Las gemelos estaban sentados en la parte de atrás con la espalda apoyada contra la pared. A Robert, que tenía el rostro enrojecido, se le veía conmocionado por el enfrentamiento. Mitchell, por su parte, tenía la camisa manchada allí donde había apoyado la cabeza de la mujer. Tim cerró la puerta a su espalda y salieron de allí.
– Si se te ocurre volver a lanzarte así otra vez -dijo Tim-, te pego un tiro yo mismo.
Robert no despegó los labios.
El Cigüeña, blanco como una sábana y sentado sobre un listín de teléfonos para ver por encima del salpicadero, lanzó una mirada por encima del hombro.
– Lo siento, no he podido… no he podido entrar. Estaba muerto de miedo. -Se agarró la camisa a la altura del corazón y torció el gesto-. He cogido el vehículo y esperado alguna señal, a ver si salía alguien. Rebuscó en los bolsillos, sacó una pastilla azul y se la tragó.
– Has hecho lo que debías -le felicitó Tim-. Has seguido las órdenes.
Robert se cogió el flequillo sudoroso y le quedaron unos mechones colgando entre los dedos.
– Podríamos haber llegado antes.
– Nada de eso -dijo Mitchell.
– Podríamos haber acortado la vigilancia y entrado anoche. Estaba ahí. Estaba ahí todo el rato.
Tim volvió la mirada hacia Robert, pero éste no se avino a cruzarla con él; miraba a todas partes y a ninguna en concreto.
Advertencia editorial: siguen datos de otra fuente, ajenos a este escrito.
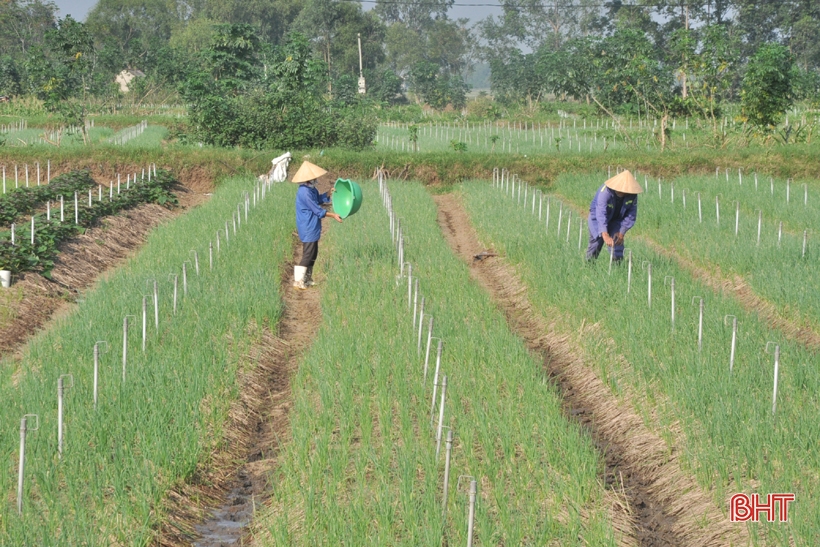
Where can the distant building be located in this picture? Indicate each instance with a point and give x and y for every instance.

– No empieces con hipótesis -le aconsejó Mitchell-. Así no se llega a ninguna parte. No harás más que darte cabezazos contra un muro.
Una serie de baches en la calzada hizo que la camioneta emitiera un sonoro traqueteo metálico.
Robert agachó la cabeza y luego se la golpeó contra el costado de la camioneta, tan fuerte que abrió un pequeño cráter en la chapa de metal. Su voz seguía siendo tensa, la garganta constreñida, apurada.
– Joder, joder. Cómo se parecía a Beth Ann…
Se echó hacia delante y vomitó sobre el puño.